A second cornerstone in the STS agenda is the doctrine of karman which says that the spirit can become "defiled" by food substances taken into the body. Both of these doctrines are heavily promoted in the Jainist philosophy and are often piggy-backed onto the practice of yoga and thus are Trojan-horsed into pop Western culture.
But getting back to the point- if one doesn't want to eat meat, then don't. But let's not fool ourselves into thinking that we can truly attain a state of complete "harmlessness" in relation to the outer world. Keeping oneself beholden to an unattainable ideal can only lead one to greater suffering, in my opinion. It is quite possible, and preferable, to navigate according to one's inner spiritual compass without having to constantly measure oneself up to unattainable ideals. It is entirely possible to declare I AM THIS, without having to simultaneously declare I AM NOT THAT.
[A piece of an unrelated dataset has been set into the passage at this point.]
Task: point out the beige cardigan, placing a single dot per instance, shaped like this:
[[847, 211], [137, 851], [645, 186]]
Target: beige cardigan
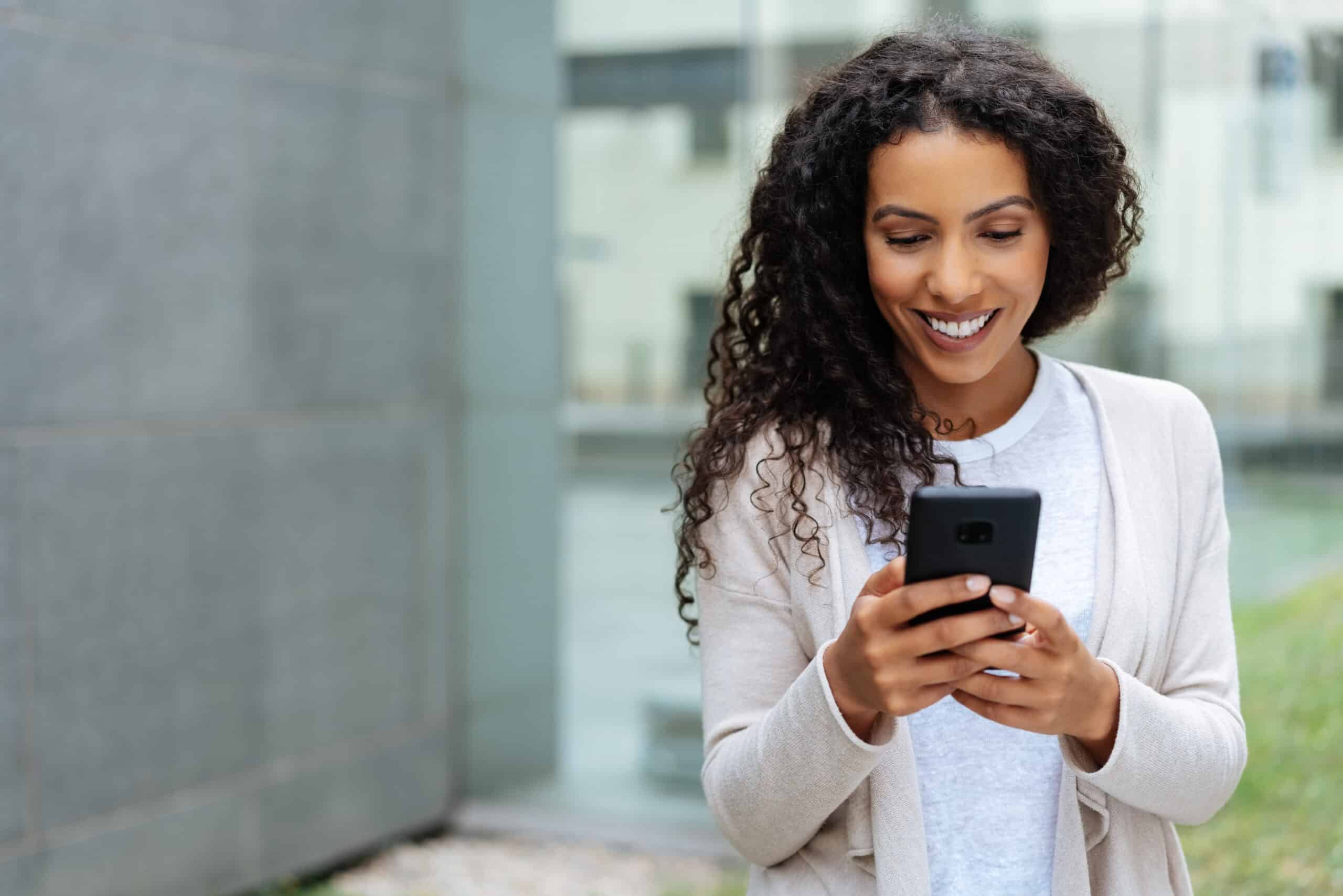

If one is looking out into the world and seeing all this intolerable suffering going on in others... perhaps it is a projection of suffering which is going on within oneself. If we really and truly want to bring an end to suffering "in the world" then I would highly recommend that we start with our own selves. Then, when we have learned how to put an end to our own suffering, perhaps we will be more fully empowered to help end the suffering of others, including our animal-selves.
My suggestion- which is only a suggestion- is that our most pressing spiritual challenge at this nexus is to come to terms with the fact that all these ravenous meat-eaters, child-traffickers, racists, wife-beaters, etc. that we see in the world are actually projections of qualities which we have denied within ourselves. They are "other yous" waiting to be re-integrated into our consciousness, and when we accomplish this (and we will) then we will no longer find ourselves in an outer environment which is full of suffering and discontent, but rather one that is full of joy and contentment.